An oral flea treatment ensures that the flea-killing chemicals don’t get all over your house, which is good if you want to avoid exposing your family members to chemicals.
Q: How long does it take for a flea treatment to work on a cat?
A: Both topical and oral flea treatments begin working rapidly, within an hour or so, but it can take a full day or thereabouts to fully kill off the fleas on your cat. If you find that your flea treatment isn’t working quickly, there are two possibilities.
The first is that you are using a sub-par flea treatment that doesn’t kill fleas like it’s supposed to. The other possibility is that your cat is getting re-infested, possibly by a prolific source of fleas.
If your cat is an outdoor cat, it’s likely that your cat is running into other animals (possibly other pets of yours) that have flea infestations.
Even an indoor cat can pick up fleas if they live somewhere in your house. Fleas especially like warm, dark places with plenty of “cover” to hide. That’s why they love pet fur, but you can also find them in carpeting and in furniture if you have a particularly bad flea infestation.

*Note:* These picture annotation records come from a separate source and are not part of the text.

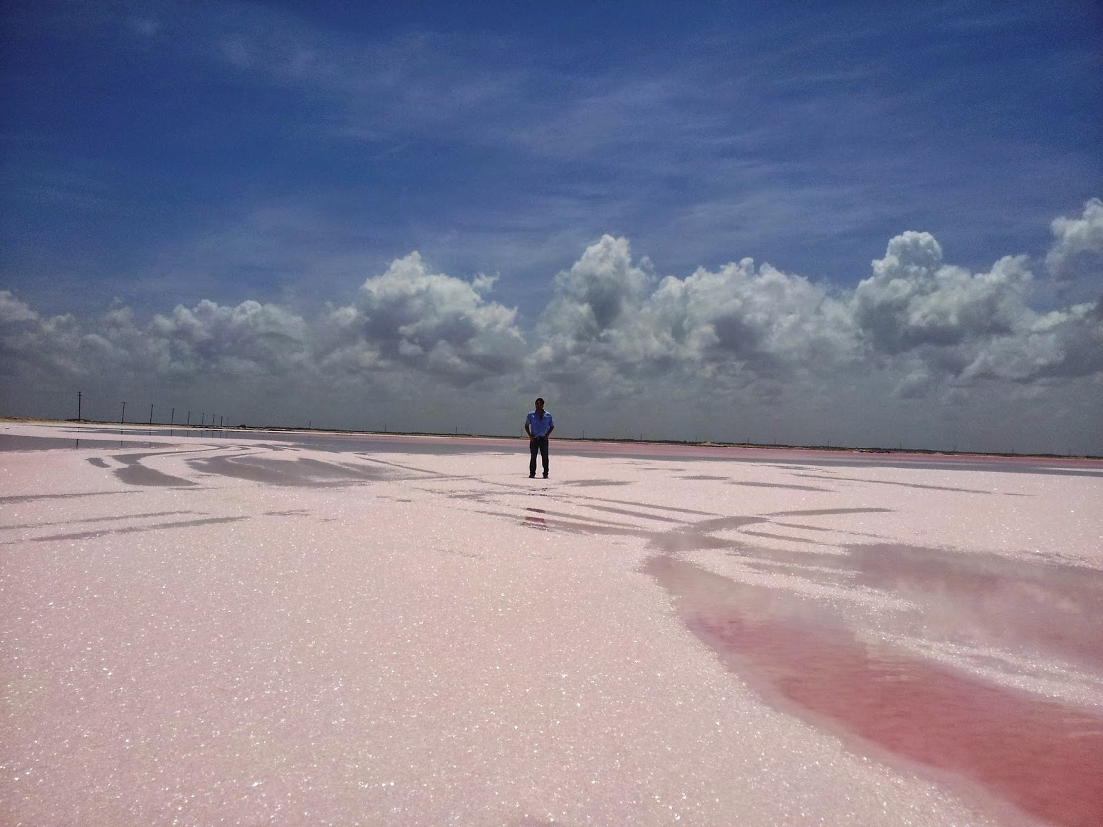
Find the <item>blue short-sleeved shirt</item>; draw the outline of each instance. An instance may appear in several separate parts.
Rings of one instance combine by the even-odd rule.
[[[555,425],[555,422],[552,421],[552,415],[548,412],[547,408],[544,409],[543,419],[540,419],[539,414],[534,410],[525,417],[525,422],[528,423],[528,430],[533,432],[534,437],[547,436],[547,432],[552,430],[552,426]]]

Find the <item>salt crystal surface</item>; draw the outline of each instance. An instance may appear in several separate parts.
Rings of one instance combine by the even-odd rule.
[[[92,431],[0,453],[4,825],[1103,823],[1101,463]]]

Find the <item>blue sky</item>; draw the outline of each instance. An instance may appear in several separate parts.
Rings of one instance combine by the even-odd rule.
[[[377,418],[363,412],[364,399],[378,400],[381,416],[387,399],[400,410],[414,391],[395,388],[424,389],[424,382],[448,393],[418,397],[427,411],[420,425],[451,430],[447,400],[457,394],[481,407],[510,388],[527,396],[552,374],[559,377],[554,393],[581,411],[582,400],[595,399],[590,385],[601,368],[615,367],[619,390],[601,383],[604,407],[581,417],[610,431],[625,427],[610,411],[670,385],[675,394],[708,397],[706,410],[722,410],[732,398],[764,406],[756,415],[759,436],[784,432],[769,411],[801,387],[777,367],[793,355],[792,340],[774,323],[769,334],[754,326],[741,315],[746,302],[736,301],[722,320],[694,316],[704,325],[702,342],[711,344],[682,352],[676,368],[655,347],[625,351],[629,340],[654,334],[629,333],[625,320],[657,312],[663,279],[681,283],[698,268],[721,273],[752,258],[756,268],[769,265],[816,288],[818,303],[803,329],[831,327],[836,341],[844,334],[821,318],[824,302],[849,309],[845,335],[860,340],[863,355],[847,351],[837,369],[868,375],[872,358],[891,372],[877,347],[903,340],[877,334],[868,308],[892,312],[869,303],[876,283],[864,299],[855,291],[874,278],[870,262],[884,259],[890,240],[913,232],[936,241],[938,267],[964,268],[972,278],[967,289],[945,292],[952,279],[932,270],[938,290],[919,290],[931,307],[975,298],[1004,256],[1028,257],[1029,288],[1005,280],[1021,308],[1006,311],[1002,326],[951,335],[942,325],[933,339],[906,337],[914,346],[888,356],[913,362],[897,365],[884,390],[868,393],[915,399],[915,388],[927,387],[928,410],[959,410],[986,395],[996,405],[992,383],[1003,380],[1005,396],[1027,393],[1027,396],[1071,393],[1062,432],[1092,427],[1082,405],[1099,390],[1095,322],[1073,309],[1103,293],[1090,208],[1103,195],[1103,14],[1095,3],[26,2],[7,4],[3,14],[0,288],[20,308],[10,319],[31,314],[43,326],[36,347],[64,339],[50,332],[52,319],[68,315],[79,326],[71,331],[76,354],[58,355],[53,367],[9,356],[9,389],[33,372],[36,384],[66,388],[126,375],[114,391],[136,399],[210,393],[236,410],[227,391],[204,391],[196,377],[229,376],[227,364],[245,369],[226,350],[237,334],[204,333],[203,358],[211,362],[189,363],[197,370],[190,385],[173,358],[189,347],[200,356],[176,329],[161,342],[167,362],[128,363],[125,370],[104,353],[87,356],[83,337],[101,334],[126,350],[121,311],[133,335],[148,337],[163,327],[156,319],[178,305],[256,302],[309,329],[291,340],[317,373],[319,359],[347,344],[320,343],[325,314],[357,308],[367,325],[357,341],[375,354],[362,359],[372,375],[358,397],[331,399],[330,410],[352,406],[335,425],[371,425],[352,421],[353,410]],[[1080,224],[1061,236],[1054,219]],[[604,237],[623,245],[600,247]],[[595,246],[611,258],[587,258]],[[404,339],[401,324],[388,327],[379,307],[364,304],[368,296],[382,301],[365,287],[386,273],[417,293],[411,286],[420,277],[395,269],[415,253],[427,294],[440,288],[419,304],[417,342]],[[582,273],[583,260],[596,269]],[[612,289],[601,279],[614,271]],[[730,303],[739,293],[732,279],[761,276],[733,272],[710,301]],[[464,293],[472,303],[445,307],[441,297],[475,283],[472,296]],[[575,305],[595,313],[595,290],[615,293],[617,312],[586,330],[565,327]],[[413,307],[410,294],[398,302],[403,312]],[[995,312],[1007,296],[989,297],[985,307]],[[865,322],[856,323],[863,301]],[[507,323],[496,310],[480,316],[496,308],[512,313]],[[771,305],[770,313],[793,315]],[[977,367],[1045,333],[1038,325],[1047,312],[1071,314],[1075,326],[1062,334],[1060,357],[1050,356],[1071,390],[1021,367]],[[438,325],[433,313],[451,313],[480,335],[511,327],[516,336],[507,345],[494,336],[496,345],[475,344],[457,333],[458,323]],[[914,326],[914,313],[910,319]],[[19,324],[7,334],[8,353],[30,341],[26,320]],[[740,350],[746,337],[724,333],[736,327],[757,331],[757,350]],[[384,342],[383,330],[395,341]],[[437,339],[426,340],[428,330]],[[1013,334],[1019,339],[1008,340]],[[218,335],[228,336],[221,351]],[[1071,341],[1088,353],[1068,353]],[[720,354],[724,342],[730,347]],[[772,374],[760,366],[768,342],[774,350],[761,364],[773,365]],[[961,352],[968,343],[974,348]],[[488,346],[516,348],[520,361],[491,366],[473,355]],[[947,355],[946,347],[957,350]],[[427,361],[418,363],[415,352]],[[456,368],[446,355],[467,361]],[[564,373],[568,362],[577,375]],[[1070,363],[1086,366],[1070,378]],[[258,355],[249,364],[278,373]],[[713,369],[724,376],[698,385]],[[301,389],[289,382],[271,393],[296,396]],[[14,410],[15,396],[9,412],[23,412]],[[28,399],[24,407],[43,412],[58,404]],[[832,405],[845,414],[843,399]],[[298,414],[267,411],[274,420]],[[884,427],[867,436],[865,425],[847,432],[858,441],[938,439],[921,425],[898,433],[900,419],[887,412]],[[663,420],[653,436],[686,437],[708,426],[707,417],[692,427]],[[792,438],[813,438],[810,427],[794,426]],[[996,441],[1035,427],[1008,421]],[[471,428],[481,430],[478,422]]]

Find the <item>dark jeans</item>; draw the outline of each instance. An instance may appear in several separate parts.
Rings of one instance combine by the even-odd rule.
[[[544,460],[544,476],[548,475],[548,438],[537,437],[536,439],[528,440],[528,475],[533,476],[536,473],[536,452],[540,452],[540,459]]]

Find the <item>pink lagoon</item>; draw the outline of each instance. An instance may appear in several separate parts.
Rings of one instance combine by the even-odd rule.
[[[6,423],[0,823],[1103,824],[1103,462]]]

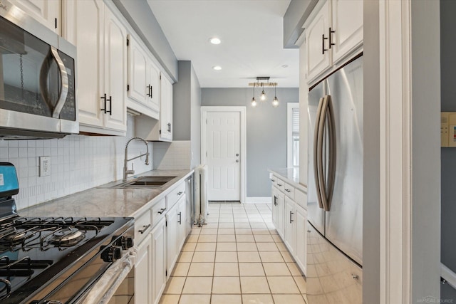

Q: How do you apply a flea treatment for cats?
A: Applying a flea treatment to your cat correctly is important to get maximum efficacy. The method of application will vary depending on the style of the product.
For a topical treatment, you’ll want to apply the product as directed on the back of your cat’s back or neck, where your cat cannot easily reach and scratch it off. Make sure you do not get any of the solution in your cat’s eyes, ears, or mouth. For an oral medication, all you have to do is feed it to your cat (and make sure your cat does not spit it out or cough it up).
For oral medications, one capsule is usually enough to kill off a flea infestation. With either method, if your cat gets fleas again, it probably means that there is an environmental source of fleas causing an infestation again, because a good flea treatment is typically very effective at killing off fleas that are currently on your cat.
Flea treatments for cats are beneficial, not just in wiping out a flea problem when it arises, but in preventing future fleas from taking up residence on your furry friend. Flea treatments kill fleas and other pests in all stages of their life, ending their spread and keeping your pet safe, usually for a month or longer between applications. It is important to remember, though, that these treatments can have serious side effects, and that you should never use a dog’s flea treatment on a cat.